Diseases and Conditions
[0120] Interferon-b regulates mir-1 expression and mir-1 is expressed in cells including muscle and brain that are involved in many conditions associated with protein aggregation. In many cases this protein aggregation is toxic to the cells and to the subjects. Such conditions can be referred to as 'proteopathies'. Methods using interferon-b and/or a mir-1 nucleic acid or expression vector are provided herein for preventing, inhibiting or reducing protein aggregation. Those methods are also applicable to the treatment or prevention of conditions associated with protein aggregation.
[0121] Conditions to which methods are applicable include, but are not limited to
Alzheimer's disease, cerebral b-amyloid angiopathy, Retinal ganglion cell degeneration in glaucoma, prion disease, synucleinopathy such as Parkinson's disease, tauopathy, frontotemporal lobar degeneration, amyotrophic lateral sclerosis, trinucleotide repeat disorder such as Huntington's disease, familial dementia, hereditary cerebral hemorrhage with amyloidosis, CADASIL (cerebral autosomal dominant arteriopathy with subcortical infarcts and leukoencephalopathy), serpinopathy, Alexander disease, familial amyloidotic neuropathy, senile systemic amyloidosis, AL (light chain) amyloidosis, AH (heavy chain) amyloidosis, AA (secondary) amyloidosis, Aortic medial amyloidosis, ApoAI amyloidosis, ApoAII amyloidosis, ApoAIV amyloidosis, familial amyloidosis of the Finnish type (FAF), Isozyme amyloidosis, fibrinogen amyloidosis, dialysis amyloidosis, inclusion body myositis, inclusion body myopathy, cataracts, retinitis pigmentosa with rhodopsin mutations, medullary thyroid carcinoma, cardiac atrial amyloidosis, pituitary prolactinoma, hereditary lattice corneal dystrophy, cutaneous lichen amyloidosis, mallory bodies, corneal lactoferrin amyloidosis, pulmonary alveolar proteinosis, odontogenic (Pindborg) tumor amyloid, seminal vesicle amyloid, apolipoprotein C2 amyloidosis, apolipoprotein C3 amyloidosis, Lect2 amyloidosis, insulin amyloidosis, galectin-7 amyloidosis (primary localized cutaneous amyloidosis), corneodesmosin amyloidosis, enfuvirtide amyloidosis, Cystic Fibrosis, sickle cell disease.
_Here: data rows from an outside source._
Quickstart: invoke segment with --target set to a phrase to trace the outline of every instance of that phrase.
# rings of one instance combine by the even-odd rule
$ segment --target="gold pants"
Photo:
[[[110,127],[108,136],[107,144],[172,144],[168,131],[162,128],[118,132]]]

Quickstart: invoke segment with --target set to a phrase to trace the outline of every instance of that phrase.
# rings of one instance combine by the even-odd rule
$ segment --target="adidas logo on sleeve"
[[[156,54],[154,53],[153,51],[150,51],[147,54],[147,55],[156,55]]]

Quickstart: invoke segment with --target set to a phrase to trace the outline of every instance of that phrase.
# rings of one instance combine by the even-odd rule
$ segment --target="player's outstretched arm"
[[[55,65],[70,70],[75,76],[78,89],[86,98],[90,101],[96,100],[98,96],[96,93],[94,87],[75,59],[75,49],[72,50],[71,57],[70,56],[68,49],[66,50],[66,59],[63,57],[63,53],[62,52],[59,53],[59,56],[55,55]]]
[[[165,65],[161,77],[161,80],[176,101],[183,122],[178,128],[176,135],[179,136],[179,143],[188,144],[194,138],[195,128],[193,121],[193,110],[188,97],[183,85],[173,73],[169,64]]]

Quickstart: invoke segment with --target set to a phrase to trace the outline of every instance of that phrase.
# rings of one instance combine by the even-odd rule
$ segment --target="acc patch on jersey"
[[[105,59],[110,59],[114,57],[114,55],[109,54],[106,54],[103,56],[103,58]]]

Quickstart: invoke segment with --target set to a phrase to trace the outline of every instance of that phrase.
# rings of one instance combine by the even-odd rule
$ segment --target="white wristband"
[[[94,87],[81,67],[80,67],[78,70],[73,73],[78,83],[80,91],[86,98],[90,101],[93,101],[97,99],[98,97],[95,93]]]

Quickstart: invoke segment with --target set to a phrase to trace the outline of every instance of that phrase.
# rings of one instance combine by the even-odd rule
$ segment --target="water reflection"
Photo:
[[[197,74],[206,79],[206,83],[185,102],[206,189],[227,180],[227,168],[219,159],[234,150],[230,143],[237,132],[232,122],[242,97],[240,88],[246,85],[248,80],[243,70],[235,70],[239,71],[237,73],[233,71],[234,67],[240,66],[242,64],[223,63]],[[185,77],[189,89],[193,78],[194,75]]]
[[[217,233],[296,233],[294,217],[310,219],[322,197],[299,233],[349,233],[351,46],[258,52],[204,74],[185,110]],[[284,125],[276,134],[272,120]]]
[0122] The methods are applicable to prevent, inhibit reduce protein aggregation of a protein selected from Alzheimer's amyloid b peptide (Ab), Tau protein, prion protein, a- synuclein, TDP-43, fused in sarcoma (FUS) protein, superoxide dismutase, ubiquilin-2 (UBQLN2), proteins with polyglutamine expansions, ABri, Adan, Cystatin C, Notch3. glial fibrillary acidic protein (GFAP), seipin, transthyretin, serpin, immunoglobulin light chain, immunoglobulin heavy chain, amyloid A protein, islet amyloid polypeptide, medin
(lactadherin), apolipoprotein Al, apolipoprotein All, apolipoprotein AIV, gelsolin, lysozyme, fibrinogen, beta-2 microglobulin, crystalline, rhodopsin, calcitonin, atrial natriuretic factor, prolactin, keratoepithelin, keratin, keratin intermediate filament protein, lactoferrin, surfactant protein C (SP-C), odontogenic ameloblast-associated protein, semenogelin I, spolipoprotein C2 (ApoC2), apolipoprotein C3 (ApoC3), leukocyte chemotactic factor-2 (Lect2), insulin, galectin-7, corneodesmosin, enfuvirtide, cystic fibrosis transmembrane conductance regulator (CFTR) protein, and hemoglobin.
Combination Therapy
[0123] The terms 'combination therapy' or 'adjunct therapy' in defining use of interferon-b and/or a mir-1 nucleic acid together with one or more other pharmaceutical agents, are intended to embrace administration of each agent in a sequential manner in a regimen that will provide beneficial effects of the drug combination, and is intended to embrace co- administration of these agents in a substantially simultaneous manner, such as in a single formulation having a fixed ratio of these active agents, or in multiple, separate formulations of each agent.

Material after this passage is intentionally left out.